Every function you return becomes a method on the scope. There's nothing special about them: they're plain functions that can call `useState` setters, trigger side effects, or do anything else.

## useAui

Call `useAui()` with no arguments inside any `AuiProvider` to get the current store:

```
const aui = useAui();
```

The returned object has a property for every scope available in the current context. Crucially, `useAui()` does **not** re-render your component when scopes change: it returns a stable reference. The actual scope is only resolved when you call `aui.counter()`.

## Scope resolution

`aui.counter` is not the scope itself, it's an accessor. The scope resolves when you call it:

```
// resolves the counter scope, returns its methods
aui.counter().increment();
```

This distinction matters. The `aui` object is stable across re-renders and scope changes. When a derived scope switches which item it points to, `aui` stays the same, but `aui.counter()` returns the new scope's methods. This is why you should always resolve at the point of use:

```
const MessageActions = () => {
  const aui = useAui();

  return (
    <button
      onClick={() => {
        // resolves at click time, always gets the current scope
        aui.message().reload();
        aui.thread().cancelRun();
      }}
    />
  );
};
```

### Don't resolve during render

Because `useAui()` doesn't subscribe to scope changes, resolving during render gives you a snapshot that can go stale. Use `useAuiState` to read state during render instead.

```
const Counter = () => {
  const aui = useAui();

  // ❌ Don't resolve during render
  const count = aui.counter().getState().count;

  // ✅ Use useAuiState for render-time reads
  const count = useAuiState((s) => s.counter.count);

  // ✅ Resolve in event handlers, effects, or callbacks
  const handleClick = () => aui.counter().increment();
};
```

For the same reason, avoid storing a resolved scope in a variable during render:

```
// ❌ Resolves during render, can go stale
const counter = aui.counter();
const handleClick = () => counter.increment();

// ✅ Resolves at call time, always current
const handleClick = () => aui.counter().increment();
```

## Checking if a scope exists

Calling `aui.counter()` throws if the `counter` scope hasn't been provided by any `AuiProvider` above. To safely check, inspect the accessor's `source` property:

```
const aui = useAui();

if (aui.counter.source !== null) {
  // safe to call
  aui.counter().increment();
}
```

`source` is `null` when the scope isn't available. Any other value (`"root"`, a parent scope name) means it's safe to resolve.
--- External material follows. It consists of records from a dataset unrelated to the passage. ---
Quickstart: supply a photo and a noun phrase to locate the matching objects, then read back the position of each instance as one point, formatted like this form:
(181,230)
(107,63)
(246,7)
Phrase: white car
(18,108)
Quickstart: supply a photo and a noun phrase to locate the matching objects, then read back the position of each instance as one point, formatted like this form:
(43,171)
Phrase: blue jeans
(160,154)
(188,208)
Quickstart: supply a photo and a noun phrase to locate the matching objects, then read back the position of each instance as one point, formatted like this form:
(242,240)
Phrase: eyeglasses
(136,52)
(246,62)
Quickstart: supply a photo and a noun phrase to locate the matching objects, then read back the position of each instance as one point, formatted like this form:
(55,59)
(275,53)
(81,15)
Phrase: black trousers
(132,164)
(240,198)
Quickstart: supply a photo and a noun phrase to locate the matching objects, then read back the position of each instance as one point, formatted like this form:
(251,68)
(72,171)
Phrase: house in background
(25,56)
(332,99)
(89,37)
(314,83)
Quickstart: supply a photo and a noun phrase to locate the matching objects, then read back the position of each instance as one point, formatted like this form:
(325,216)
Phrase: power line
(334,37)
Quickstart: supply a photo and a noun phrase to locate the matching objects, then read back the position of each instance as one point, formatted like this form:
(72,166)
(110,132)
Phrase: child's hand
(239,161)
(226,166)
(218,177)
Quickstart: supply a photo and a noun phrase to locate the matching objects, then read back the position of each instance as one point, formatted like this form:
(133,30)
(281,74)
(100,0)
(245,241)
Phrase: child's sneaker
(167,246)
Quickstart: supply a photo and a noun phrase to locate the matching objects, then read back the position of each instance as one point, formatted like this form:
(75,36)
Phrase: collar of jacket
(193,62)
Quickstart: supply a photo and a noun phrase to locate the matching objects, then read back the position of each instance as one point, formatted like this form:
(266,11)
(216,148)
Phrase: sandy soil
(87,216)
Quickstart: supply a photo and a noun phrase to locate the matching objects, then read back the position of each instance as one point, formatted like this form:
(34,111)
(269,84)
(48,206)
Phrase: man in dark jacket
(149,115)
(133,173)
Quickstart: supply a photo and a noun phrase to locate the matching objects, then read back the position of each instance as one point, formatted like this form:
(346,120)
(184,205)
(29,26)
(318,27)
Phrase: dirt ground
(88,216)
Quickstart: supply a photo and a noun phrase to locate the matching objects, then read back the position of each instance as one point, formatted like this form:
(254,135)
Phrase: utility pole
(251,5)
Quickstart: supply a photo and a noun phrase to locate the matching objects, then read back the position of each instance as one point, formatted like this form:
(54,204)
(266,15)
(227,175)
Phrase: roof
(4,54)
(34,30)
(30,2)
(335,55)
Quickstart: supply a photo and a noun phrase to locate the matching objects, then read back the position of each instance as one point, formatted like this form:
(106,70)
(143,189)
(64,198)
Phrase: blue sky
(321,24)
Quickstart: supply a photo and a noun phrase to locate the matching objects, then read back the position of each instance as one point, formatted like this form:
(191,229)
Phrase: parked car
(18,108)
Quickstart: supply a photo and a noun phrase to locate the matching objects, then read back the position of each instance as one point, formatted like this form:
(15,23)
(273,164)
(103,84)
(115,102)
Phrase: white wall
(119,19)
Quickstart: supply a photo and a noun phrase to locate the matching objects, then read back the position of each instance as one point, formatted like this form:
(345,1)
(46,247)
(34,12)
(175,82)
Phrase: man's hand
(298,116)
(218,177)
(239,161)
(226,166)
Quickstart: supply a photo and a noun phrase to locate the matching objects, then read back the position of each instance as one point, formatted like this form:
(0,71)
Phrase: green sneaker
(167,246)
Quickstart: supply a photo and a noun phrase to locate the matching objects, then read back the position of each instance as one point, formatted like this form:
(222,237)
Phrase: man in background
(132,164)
## Subscribing to scope identity

> [!info]
>
> This is an advanced pattern. In the entire assistant-ui codebase, there are only two use cases for this.

Sometimes you need to know when the scope itself changes, for example to register/unregister with an external system when a derived scope switches to a different item.

Since `useAui()` doesn't re-render on scope changes, you need to opt in explicitly. Use `useAuiState` to subscribe to the scope identity:

```
const thread = useAuiState(() => aui.thread());

useEffect(() => {
  analytics.register(thread);
  return () => analytics.unregister(thread);
}, [thread]);
```

`aui.thread()` returns a stable methods object per scope instance. When a derived scope switches which thread it points to, `useAuiState` detects the new reference and re-renders, triggering the effect cleanup and re-registration.